Economic Forecast for 2009

Bill Conerly, Businomics, Conerly Consulting LLC

With today’s new GDP figures for Q3, I’ve updated my forecast.  Here’s how it looks:

GDP forecast

That last blue column, the slightly negative one, is last quarter’s 0.3% decline.  I forecast declines in the current quarter as well as the first quarter of next year.

What will get the economy growing again?  That’s the most common question I’m getting in my many speeches this fall.  We have three problems:  1) too many houses, 2) credit crunch, and 3) weak attitudes among consumers and businesses.  Problem #1 won’t be solved until we have another year of population growth.  Problem #2 is being addressed by aggressive Fed and Treasury policy; I expect it to get solved (see qualification below) in six weeks or so.  Problem #3 will be resolved by the many, many people who do not lose their jobs.  Right now they are staying away from stores, but after a few months, they’ll have paid down credit card balances, or they will have built up their bank accounts.  They will say, “We’ve avoided job loss in this recession, and we have money, so let’s spend.”  That happens in the spring.

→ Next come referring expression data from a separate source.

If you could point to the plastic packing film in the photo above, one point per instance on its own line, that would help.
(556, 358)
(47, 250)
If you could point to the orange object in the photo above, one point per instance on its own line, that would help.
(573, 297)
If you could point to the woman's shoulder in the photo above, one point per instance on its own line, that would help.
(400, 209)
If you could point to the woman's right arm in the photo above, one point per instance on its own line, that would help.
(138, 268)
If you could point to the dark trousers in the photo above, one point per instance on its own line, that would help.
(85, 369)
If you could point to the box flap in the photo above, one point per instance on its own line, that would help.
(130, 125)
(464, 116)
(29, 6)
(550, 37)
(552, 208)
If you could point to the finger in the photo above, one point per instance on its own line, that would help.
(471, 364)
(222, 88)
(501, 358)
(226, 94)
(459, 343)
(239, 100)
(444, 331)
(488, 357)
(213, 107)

The Fed starts draining liquidity from the banking system after six months of improvement, then they have to start raising rates quite dramatically to avoid inflation.  Current policy is not inflationary in the current environment (credit crunch and weak attitudes), but it will be inflationary if left in place as credit and attitudes improve.  Thus, look for a sharp tightening beginning in late 2009.

RM forecast


The current policy actions may not prove inflationary, but it will take a very deft touch on the monetary helm.  The odds of over-steering or under-steering are very high, so I’m anticipating a more cyclical economy in the coming years than we’ve had in the past few years.

Qualification on the credit crunch:  When I say that the credit crunch will soon be over, I mean that profitable businesses and prudent consumers will be able to get credit.  I don’t mean that credit spreads will be as narrow as historical averages, nor do I mean that much real estate development credit will be granted, nor that any sub-prime borrowers will get loans.